届屋ぎんかの怪異譚
ふり返ると、山吹の姿があった。
「家はどちら? 近いところまで送ってあげるわ」
心配そうな顔で近づいてくる山吹に、記憶の主は膝をつく。
「山吹殿、私は白檀様の遣いで参りました。萱村秀英が鬼退治と称し、もうすぐこの森に攻め入って来ます。どうか今すぐ、水月鬼たちと共にお逃げください!」
「どういうことだ、小僧」
返ってきた声は山吹のものではなかった。
けれどもやはり、知っている声だった。
次の瞬間、水面に浮かぶ月の光の中から、白銀の髪の男が現れた。
月詠、と呼びかける山吹に「下がっていなさい」とかすかに微笑み、月詠は記憶の主に向き直る。
「萱村が攻めてくるとはどういうことだ。

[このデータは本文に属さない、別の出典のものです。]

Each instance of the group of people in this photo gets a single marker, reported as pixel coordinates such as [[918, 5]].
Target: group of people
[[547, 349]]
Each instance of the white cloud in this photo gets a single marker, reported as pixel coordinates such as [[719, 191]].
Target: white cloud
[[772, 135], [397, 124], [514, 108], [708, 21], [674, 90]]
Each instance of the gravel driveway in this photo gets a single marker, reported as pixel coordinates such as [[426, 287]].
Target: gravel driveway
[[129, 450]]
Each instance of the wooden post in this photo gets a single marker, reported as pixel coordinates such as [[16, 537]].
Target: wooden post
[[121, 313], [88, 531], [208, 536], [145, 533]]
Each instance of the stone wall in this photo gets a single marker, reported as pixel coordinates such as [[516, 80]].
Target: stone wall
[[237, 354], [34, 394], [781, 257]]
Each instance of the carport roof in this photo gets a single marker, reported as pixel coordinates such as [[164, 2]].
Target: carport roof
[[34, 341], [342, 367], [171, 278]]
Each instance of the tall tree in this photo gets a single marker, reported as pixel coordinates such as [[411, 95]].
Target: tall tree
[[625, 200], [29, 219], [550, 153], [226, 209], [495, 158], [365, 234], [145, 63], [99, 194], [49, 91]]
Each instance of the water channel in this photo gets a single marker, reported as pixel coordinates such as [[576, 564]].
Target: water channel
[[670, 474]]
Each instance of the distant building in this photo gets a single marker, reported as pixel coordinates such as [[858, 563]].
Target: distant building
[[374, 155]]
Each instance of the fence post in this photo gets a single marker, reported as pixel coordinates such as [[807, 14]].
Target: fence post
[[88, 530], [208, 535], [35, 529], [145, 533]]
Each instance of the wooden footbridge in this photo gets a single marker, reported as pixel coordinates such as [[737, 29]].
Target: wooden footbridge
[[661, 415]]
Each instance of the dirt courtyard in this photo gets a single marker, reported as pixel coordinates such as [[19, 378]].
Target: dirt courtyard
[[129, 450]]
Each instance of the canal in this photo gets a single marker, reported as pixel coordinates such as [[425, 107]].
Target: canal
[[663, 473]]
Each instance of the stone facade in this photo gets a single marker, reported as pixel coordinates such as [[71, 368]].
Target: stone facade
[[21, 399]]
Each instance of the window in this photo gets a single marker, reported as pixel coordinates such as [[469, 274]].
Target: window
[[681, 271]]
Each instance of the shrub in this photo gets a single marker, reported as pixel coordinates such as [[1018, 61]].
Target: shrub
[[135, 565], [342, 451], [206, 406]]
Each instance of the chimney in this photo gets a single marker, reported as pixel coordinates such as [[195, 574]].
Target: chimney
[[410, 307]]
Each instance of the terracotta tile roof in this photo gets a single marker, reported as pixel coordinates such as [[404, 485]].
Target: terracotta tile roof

萱村当主の妻は、山吹の友ではなかったか」
責めるような口調の月詠の後ろで、山吹も信じられないという顔で記憶の主を凝視している。
「白檀様は精一杯お止めになりました。しかし秀英様は聞き入れず……」
慌てて白檀をかばおうとして、けれど途中で言葉を切った。
――馬の蹄の音がしたのだ。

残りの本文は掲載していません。